One particular user, who is remote for a few weeks, is not able to get past pba without recovery.
Drive Encryption 7.1.1
Chain of events:
User changes password with ctrl-alt-delete.
Password change detected and logged in epo.
Person goes home.
Person forgets password.
I recover to get past preboot, have them log into a local account, start vpn and fast switch and log in with a temporary password I set for them.
Ctrl-alt-delete again to change password
NO 'Password change' logged in epo. User cannot successfully preboot.
So, if I am reading all the forums right - preboot *should* update de password on a) failed SSO login or b) C-A-D password reset
a) Is not happening I assume because I am recovering and sso cannot be triggered
b) Is not happening because?
Collect/Send Props, Enforce policies, etc all seem to work. No apparent connectivity issues between vpn device and epo.
Yes, the eventual solution may be DE 7.1.3 but am hoping for a quicker fix.
This is the expected behavior. The user must be authenticated in PBA for a password sync to occur. This is documented in KB78474 - "Unable to authenticate at preboot after changing the password in Windows".

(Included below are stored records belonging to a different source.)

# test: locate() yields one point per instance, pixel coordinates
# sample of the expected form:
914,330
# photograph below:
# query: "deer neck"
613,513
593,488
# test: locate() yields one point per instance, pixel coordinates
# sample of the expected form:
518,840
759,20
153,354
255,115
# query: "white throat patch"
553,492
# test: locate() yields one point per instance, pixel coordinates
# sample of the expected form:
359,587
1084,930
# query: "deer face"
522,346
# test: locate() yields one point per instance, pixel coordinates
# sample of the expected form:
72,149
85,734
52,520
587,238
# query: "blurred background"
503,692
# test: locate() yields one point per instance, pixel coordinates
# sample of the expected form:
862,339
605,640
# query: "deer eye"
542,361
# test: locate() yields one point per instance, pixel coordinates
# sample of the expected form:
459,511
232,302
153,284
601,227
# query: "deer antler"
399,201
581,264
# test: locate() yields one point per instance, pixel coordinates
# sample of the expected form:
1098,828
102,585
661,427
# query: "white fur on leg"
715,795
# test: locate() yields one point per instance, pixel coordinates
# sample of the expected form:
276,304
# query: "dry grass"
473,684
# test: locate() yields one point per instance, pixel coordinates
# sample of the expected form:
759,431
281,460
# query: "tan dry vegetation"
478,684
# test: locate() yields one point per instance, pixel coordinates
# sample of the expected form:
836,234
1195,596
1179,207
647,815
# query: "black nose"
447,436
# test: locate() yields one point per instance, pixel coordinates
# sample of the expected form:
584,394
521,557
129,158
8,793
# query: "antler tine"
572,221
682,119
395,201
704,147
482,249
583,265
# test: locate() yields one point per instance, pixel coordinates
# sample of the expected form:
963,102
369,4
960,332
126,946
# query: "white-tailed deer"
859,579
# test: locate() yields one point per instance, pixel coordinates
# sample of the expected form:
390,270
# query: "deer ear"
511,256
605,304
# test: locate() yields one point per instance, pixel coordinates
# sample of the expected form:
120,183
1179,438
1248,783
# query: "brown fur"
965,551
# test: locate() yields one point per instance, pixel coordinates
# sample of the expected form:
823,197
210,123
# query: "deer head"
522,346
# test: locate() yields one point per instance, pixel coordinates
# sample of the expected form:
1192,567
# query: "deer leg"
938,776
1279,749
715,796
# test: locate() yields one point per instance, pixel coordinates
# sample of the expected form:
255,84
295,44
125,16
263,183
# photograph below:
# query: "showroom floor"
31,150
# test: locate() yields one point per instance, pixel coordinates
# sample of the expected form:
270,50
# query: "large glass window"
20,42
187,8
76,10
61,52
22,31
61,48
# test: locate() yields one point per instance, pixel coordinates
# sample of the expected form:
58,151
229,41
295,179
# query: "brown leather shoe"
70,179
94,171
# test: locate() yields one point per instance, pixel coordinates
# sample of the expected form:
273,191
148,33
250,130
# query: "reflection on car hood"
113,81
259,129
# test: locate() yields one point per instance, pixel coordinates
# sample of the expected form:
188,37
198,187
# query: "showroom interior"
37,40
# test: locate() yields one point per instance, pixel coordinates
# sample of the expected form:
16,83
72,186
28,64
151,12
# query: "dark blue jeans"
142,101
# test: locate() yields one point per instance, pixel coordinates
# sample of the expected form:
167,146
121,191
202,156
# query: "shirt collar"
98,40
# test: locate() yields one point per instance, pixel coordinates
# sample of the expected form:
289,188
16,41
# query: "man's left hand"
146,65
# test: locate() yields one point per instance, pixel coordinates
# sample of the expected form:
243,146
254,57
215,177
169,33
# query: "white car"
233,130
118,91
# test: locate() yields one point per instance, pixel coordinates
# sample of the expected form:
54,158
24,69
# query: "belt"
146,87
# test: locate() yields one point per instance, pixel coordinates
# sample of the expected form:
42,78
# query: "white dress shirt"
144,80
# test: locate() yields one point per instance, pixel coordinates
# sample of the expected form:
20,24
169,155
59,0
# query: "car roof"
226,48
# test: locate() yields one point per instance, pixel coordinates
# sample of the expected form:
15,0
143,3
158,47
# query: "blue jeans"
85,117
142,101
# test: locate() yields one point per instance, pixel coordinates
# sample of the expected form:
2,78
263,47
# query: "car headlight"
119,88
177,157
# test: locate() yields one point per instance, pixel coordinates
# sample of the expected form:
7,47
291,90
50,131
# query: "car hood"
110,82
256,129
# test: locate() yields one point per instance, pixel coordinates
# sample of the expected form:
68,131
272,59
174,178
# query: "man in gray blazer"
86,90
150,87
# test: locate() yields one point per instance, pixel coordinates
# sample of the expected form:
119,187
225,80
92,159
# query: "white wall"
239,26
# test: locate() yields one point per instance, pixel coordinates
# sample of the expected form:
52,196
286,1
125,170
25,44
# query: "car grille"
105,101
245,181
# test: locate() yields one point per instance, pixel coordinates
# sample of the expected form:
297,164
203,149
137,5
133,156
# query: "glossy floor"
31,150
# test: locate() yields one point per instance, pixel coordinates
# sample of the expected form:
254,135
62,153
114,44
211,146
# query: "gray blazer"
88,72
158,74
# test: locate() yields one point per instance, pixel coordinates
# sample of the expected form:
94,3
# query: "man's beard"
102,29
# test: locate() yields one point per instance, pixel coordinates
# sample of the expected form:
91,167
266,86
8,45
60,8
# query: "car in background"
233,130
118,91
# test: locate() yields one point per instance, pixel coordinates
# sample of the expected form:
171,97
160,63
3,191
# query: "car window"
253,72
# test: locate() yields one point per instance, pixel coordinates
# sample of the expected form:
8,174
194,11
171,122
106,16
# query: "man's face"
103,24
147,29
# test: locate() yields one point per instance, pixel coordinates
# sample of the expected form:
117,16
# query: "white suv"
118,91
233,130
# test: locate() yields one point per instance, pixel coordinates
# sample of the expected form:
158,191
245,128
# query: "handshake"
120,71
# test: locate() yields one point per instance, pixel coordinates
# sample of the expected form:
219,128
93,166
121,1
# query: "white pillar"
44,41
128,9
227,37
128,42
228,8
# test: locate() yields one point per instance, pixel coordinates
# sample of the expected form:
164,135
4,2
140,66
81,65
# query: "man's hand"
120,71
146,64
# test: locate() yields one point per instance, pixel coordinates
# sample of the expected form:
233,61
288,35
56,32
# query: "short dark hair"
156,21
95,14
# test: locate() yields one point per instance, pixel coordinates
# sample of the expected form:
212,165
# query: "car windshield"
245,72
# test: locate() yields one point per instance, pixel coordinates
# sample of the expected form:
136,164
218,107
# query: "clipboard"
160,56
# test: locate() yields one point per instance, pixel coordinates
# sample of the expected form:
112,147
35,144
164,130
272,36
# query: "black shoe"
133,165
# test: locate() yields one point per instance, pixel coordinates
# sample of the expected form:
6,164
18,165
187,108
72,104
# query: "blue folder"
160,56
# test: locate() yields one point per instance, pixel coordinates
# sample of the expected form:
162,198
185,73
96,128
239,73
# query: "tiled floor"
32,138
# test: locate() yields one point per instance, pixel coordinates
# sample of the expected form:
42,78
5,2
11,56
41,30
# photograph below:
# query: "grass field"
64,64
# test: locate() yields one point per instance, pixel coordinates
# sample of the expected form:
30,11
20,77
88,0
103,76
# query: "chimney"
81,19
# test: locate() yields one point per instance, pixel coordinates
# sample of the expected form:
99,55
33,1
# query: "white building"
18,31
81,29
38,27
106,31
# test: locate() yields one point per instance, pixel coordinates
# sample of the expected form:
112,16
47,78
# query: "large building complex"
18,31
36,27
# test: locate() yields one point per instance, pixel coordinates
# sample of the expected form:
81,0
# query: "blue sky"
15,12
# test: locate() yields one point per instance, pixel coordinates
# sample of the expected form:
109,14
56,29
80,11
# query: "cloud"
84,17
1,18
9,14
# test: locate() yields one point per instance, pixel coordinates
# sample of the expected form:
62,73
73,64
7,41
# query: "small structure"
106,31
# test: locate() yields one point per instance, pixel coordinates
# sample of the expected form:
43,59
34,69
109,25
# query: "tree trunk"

To workaround this behavior in the future, perform an administrative user recovery and reset the users token allowing them to reset their PBA password first and loading their user a PBA. Once in Windows, no any password change at Ctl + Alt + Del will by synchronized to the PBA user.
Yes, this is the same behavior with 7.1.3. You must have a user logged into PBA for the PCDC functionality to work. It verifies the users LastPassSet AD attribute against the token timestamp. Without a user loaded into PBA, there is no token timestamp to verify against.
However, once the user has authenticated at PBA, if the password is changed in a way in which MDE cannot capture such as within AD or on another system, the PCDC functionality will detect the password change and request the user lock and unlock their system to update their preboot users credentials.